Each is assessed in terms of on-going cost, in economic, political and humanitarian terms and three types of potential error in regard to these "fronts"

  • Informational (Insufficient information is available)
  • Assessment (Analysis is wrong)
  • Response ( Resource is quantitatively or qualitatively wrong)

This study's doctrine recognises three stages of engagement:

  • Prevention
  • Response
  • Resolution

In all cased the object of the force is to minimise loss in economic, political and humanitarian terms.  It recognises that political fronts must be won politically as well as physically and that natural fronts must not become political. 

For individuals in the force this means:

 1. The right thing, is the thing to do

2. Prevention has a risk of error but a probability of success 

3. Every action must be devoted towards a sustainable resolution


The critical question for every military force is the question of when to inflict pain and suffering. It is assumed that inflicting pain and suffering is reasonably easy in a practical sense.

The objective of any kind of political conflict is to collapse the antagonists political structure by:

  • Robbing the structure of popular support
  • Eliminating the structure's economic support
  • Undermining the structure's cultural legitimacy
  • Collapsing the structure's effectiveness

It must also be noted that while doing this a less antagonistic political structure is needed which must also:

  • Have popular support
  • Have economic support
  • Be regarded as culturally legitimate
  • Be effective and as such ultimately independent

It should be noted here that the United States of America has failed to achieve these objectives in every war (except Panama and Guatamala) it has been involved in since 1953 despite having the greatest military force in the world. By contrast lesser powers including Britain, Vietnam and Tanzania have achieved these aims.

The question of inflicting pain and suffering cannot be answered in general terms for all circumstances. In some circumstances it is the wrong thing to do because it erodes popular support and is ineffective (eg Vietnam) but in others it is culturally legitimate and highly effective.

Tactics and Operations

Operations have two choices.

A. Directly.
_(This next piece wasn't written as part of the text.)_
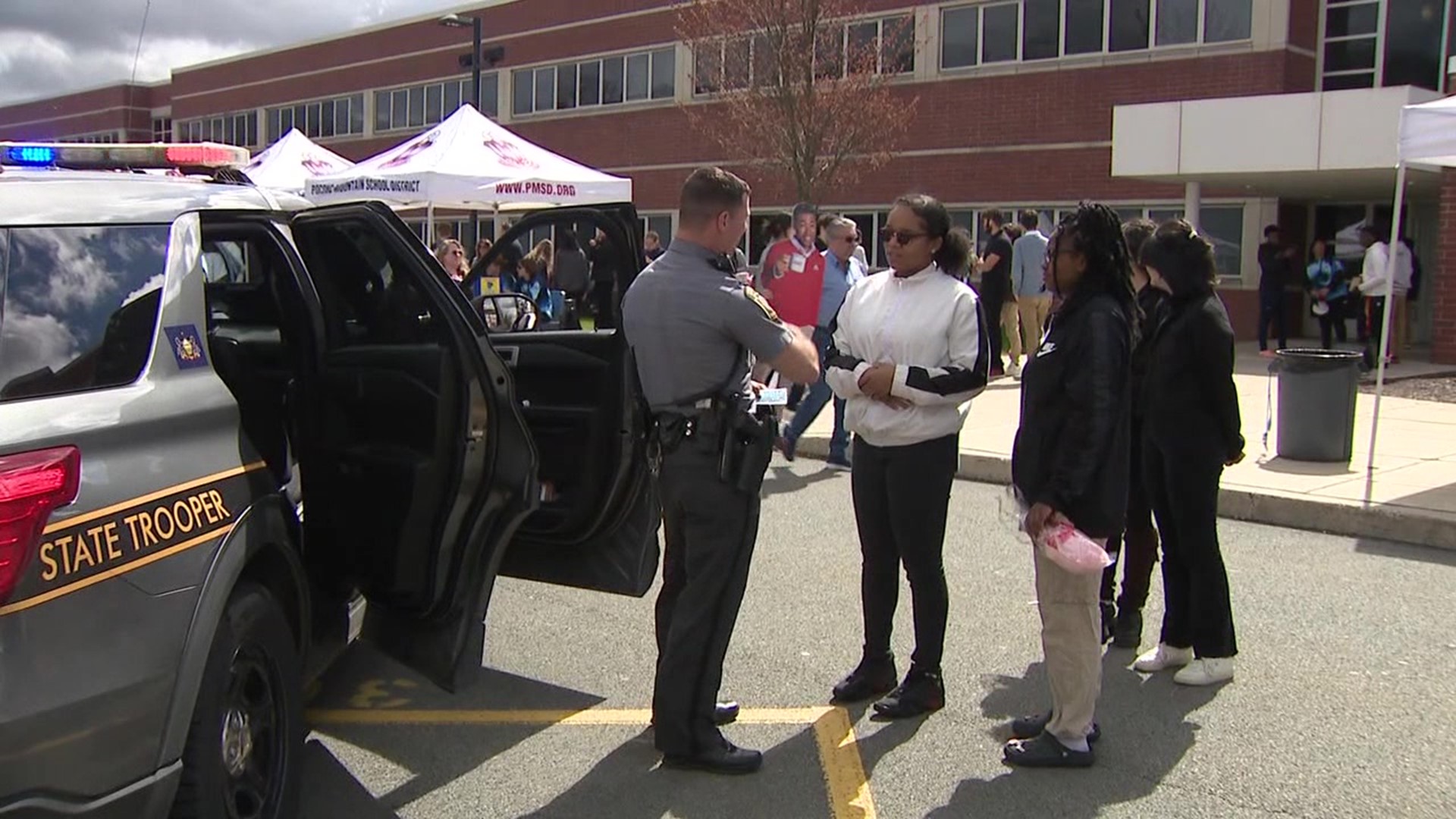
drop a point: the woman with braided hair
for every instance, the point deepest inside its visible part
(1072, 463)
To confront the largest problem first and then deal with lessor issues


B. Indirectly. To deal with lessor matters first and undermine the scale of the largest problem indirectly.

These depend on the degree of information available, the capacity for assessment and the resources available for response. Where possible the goal is prevention and resolution. Individual commanders must make their own assessments as to their risk of error.

Where antagonistic forces exist these must be examined in terms of the four cornerstones of popularity, economy, legitimacy and effectiveness. For example by dealing indirectly with a superior force by undermining economic support it becomes possible to reduce their effectiveness. This in turn will raise issues of popularity and legitimacy.

Place in the World

The New Zealand Force must always recognise itself as a minor power and outsider. It must recognise cultural relativity in first world and third world nations while retaining its own core values.  Its ultimate objective is, however, quite simple: to make New Zealanders proud of its achievements.